Do strcmp and strstr test binary equivalence? - c

https://learn.microsoft.com/en-us/windows/win32/intl/security-considerations--international-features
This webpage makes me wonder.
Apparently some windows api may consider two strings equal when they are actually different byte sequences.
I want to know how C standard library behaves in this respect.
in other words, does strcmp(a,b)==0 imply strlen(a)==strlen(b)&&memcmp(a,b,strlen(a))==0?
and what about other string functions, including wide character versions?
edit:
for example, CompareStringW equates L"\x00C5" and L"\x212B"
printf("%d\n",CompareStringW(LOCALE_INVARIANT,0,L"\x00C5",-1,L"\x212B",-1)==CSTR_EQUAL); outputs 1
what I'm asking is whether C library functions never behave like this

two strings using different encodings can be the same even if their byte representation are different.
standard library strcmp does compare plain "character" strings and in this case strcmp(a,b)==0 implies strlen(a)==strlen(b)&&memcmp(a,b,strlen(a))==0
Functions like wcscmp require both strings to be encoded the same way, so their byte representation should be the same.

The regular string functions operate byte-by-byte.

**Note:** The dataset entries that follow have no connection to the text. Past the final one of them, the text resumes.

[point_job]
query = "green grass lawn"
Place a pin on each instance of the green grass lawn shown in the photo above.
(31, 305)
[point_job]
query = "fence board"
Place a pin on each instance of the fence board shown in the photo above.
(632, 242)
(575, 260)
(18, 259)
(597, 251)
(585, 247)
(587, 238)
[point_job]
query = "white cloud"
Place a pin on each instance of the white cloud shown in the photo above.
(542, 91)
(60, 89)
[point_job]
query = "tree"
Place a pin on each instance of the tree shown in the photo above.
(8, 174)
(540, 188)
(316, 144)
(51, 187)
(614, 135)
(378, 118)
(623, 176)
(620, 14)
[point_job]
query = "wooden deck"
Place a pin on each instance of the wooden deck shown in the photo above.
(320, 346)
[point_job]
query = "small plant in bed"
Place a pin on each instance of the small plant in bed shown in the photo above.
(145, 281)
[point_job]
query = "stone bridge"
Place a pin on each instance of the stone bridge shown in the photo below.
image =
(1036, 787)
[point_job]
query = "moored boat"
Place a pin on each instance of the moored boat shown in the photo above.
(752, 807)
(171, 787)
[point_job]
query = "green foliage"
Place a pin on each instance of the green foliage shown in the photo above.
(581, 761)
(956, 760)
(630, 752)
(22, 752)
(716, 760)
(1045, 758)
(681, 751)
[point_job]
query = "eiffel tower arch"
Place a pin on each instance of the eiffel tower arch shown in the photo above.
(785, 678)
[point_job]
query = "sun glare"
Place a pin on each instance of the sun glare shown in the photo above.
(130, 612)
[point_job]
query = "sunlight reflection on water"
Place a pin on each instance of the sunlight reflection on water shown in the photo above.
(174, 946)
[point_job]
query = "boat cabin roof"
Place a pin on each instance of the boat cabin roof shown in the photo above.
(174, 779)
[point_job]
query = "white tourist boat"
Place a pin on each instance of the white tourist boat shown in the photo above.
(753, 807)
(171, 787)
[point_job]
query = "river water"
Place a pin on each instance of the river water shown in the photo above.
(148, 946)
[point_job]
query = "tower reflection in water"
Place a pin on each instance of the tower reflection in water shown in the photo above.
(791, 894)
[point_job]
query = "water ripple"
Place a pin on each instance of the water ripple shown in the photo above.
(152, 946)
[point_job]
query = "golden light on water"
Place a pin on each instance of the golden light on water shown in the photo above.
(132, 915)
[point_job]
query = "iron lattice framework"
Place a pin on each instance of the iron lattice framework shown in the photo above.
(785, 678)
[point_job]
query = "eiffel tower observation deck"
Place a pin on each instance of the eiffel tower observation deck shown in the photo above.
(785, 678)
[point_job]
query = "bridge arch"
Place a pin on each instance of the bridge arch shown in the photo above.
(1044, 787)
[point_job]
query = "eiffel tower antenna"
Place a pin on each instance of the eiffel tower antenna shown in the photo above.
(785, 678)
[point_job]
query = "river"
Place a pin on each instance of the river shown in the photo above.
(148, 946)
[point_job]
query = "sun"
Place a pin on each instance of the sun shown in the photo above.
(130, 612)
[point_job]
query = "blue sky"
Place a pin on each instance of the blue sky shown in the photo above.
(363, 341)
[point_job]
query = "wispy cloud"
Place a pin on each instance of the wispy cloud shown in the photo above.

The specification says:
The sign of a nonzero value returned by the comparison functions memcmp, strcmp, and strncmp is determined by the sign of the difference between the values of the first pair of characters (both interpreted as unsigned char) that differ in the objects being compared.
strcmp() and memcmp() do the same comparisons. The only difference is that strcmp() uses the null terminators in the strings as the limit, memcmp() uses a parameter for this, and strncmp() takes a limit parameter and uses whichever comes first.
The wide string function specification says:
Unless explicitly stated otherwise, the functions described in this subclause order two wide characters the same way as two integers of the underlying integer type designated by wchar_t.
wcscmp() doesn't say otherwise, so it's also comparing the wide characters numerically, not by converting their encodings to some common character representations. wcscmp() is to wmemcmp() as strcmp() is to memcmp().
On the other hand, wcscoll() compares the strings as interpreted according to the LC_COLLATE category of the current locale. So this may not be equivalent to memcmp().
For other functions you should check the documentation to see whether they reference the locale.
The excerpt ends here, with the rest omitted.